Ils sont tous deux face à cette étendue d’eau, cette mer qui borde la côte vendéenne, elle est parfois agitée puis soudain, d’un immense calme, à l’image d’un étang de Cheverny. Au printemps 1923, Clemenceau, le Tigre, et Monet, le géant des arts, cohabitent au crépuscule de leurs vies.

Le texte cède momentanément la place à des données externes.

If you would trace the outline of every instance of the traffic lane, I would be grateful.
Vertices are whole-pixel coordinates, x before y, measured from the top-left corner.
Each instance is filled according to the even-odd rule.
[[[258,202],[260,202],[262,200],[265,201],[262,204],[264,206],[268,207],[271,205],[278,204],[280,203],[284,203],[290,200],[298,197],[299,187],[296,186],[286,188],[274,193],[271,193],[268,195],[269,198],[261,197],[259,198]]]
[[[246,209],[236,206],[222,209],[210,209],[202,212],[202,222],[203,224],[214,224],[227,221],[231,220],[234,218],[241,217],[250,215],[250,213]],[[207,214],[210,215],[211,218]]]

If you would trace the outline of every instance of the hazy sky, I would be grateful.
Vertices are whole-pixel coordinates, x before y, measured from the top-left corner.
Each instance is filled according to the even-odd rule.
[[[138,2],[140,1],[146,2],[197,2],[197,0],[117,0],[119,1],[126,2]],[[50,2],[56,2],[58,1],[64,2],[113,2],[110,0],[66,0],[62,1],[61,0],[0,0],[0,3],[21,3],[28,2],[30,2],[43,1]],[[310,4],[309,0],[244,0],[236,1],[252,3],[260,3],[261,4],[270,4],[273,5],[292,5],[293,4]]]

Chacun est un Janus. Le vieux père de la Victoire, socialiste forcené et ministre de l’Intérieur a été, à la fois, opposé aux syndicats, sans hésitation pour faire tirer sur les grévistes, un ennemi de la monarchie mais organisateur en 1918, d’une opération en mer Noire pour soutenir les armées blanches en lutte contre la Révolution bolchevique. Clemenceau fut, dans le même temps, soucieux de la paix sociale et duelliste forcené, courageux et proche des poilus qu’il visite de nombreuses fois dans les tranchées, seulement coiffé d’un simple chapeau et réprimant sans pitié les pacifistes, les défaitistes et les « embusqués ». Le « tigre » s’est montré, en terme de diplomatie, favorable à un rapprochement avec l’Autriche en 1908 et sourd aux appels de son empereur et du pape Benoît XV pour une paix séparée dès 1916. Enfin, cet homme réputé pour être un des grands séducteurs de son époque, (on lui attribue 800 conquêtes dont l’ancienne maîtresse du duc d’Aumale, l’actrice Suzanne Reichenberg, la comtesse d’Aunay, et, la cantatrice Rose Caron) n’hésita pas, une fois cocufié, à faire constater l’adultère de son épouse, la faire condamner à quinze jours dans la prison de Saint-Lazare avant de l’exiler aux États-Unis dans des conditions précaires avec la perte de la garde de ses enfants et de sa nationalité française.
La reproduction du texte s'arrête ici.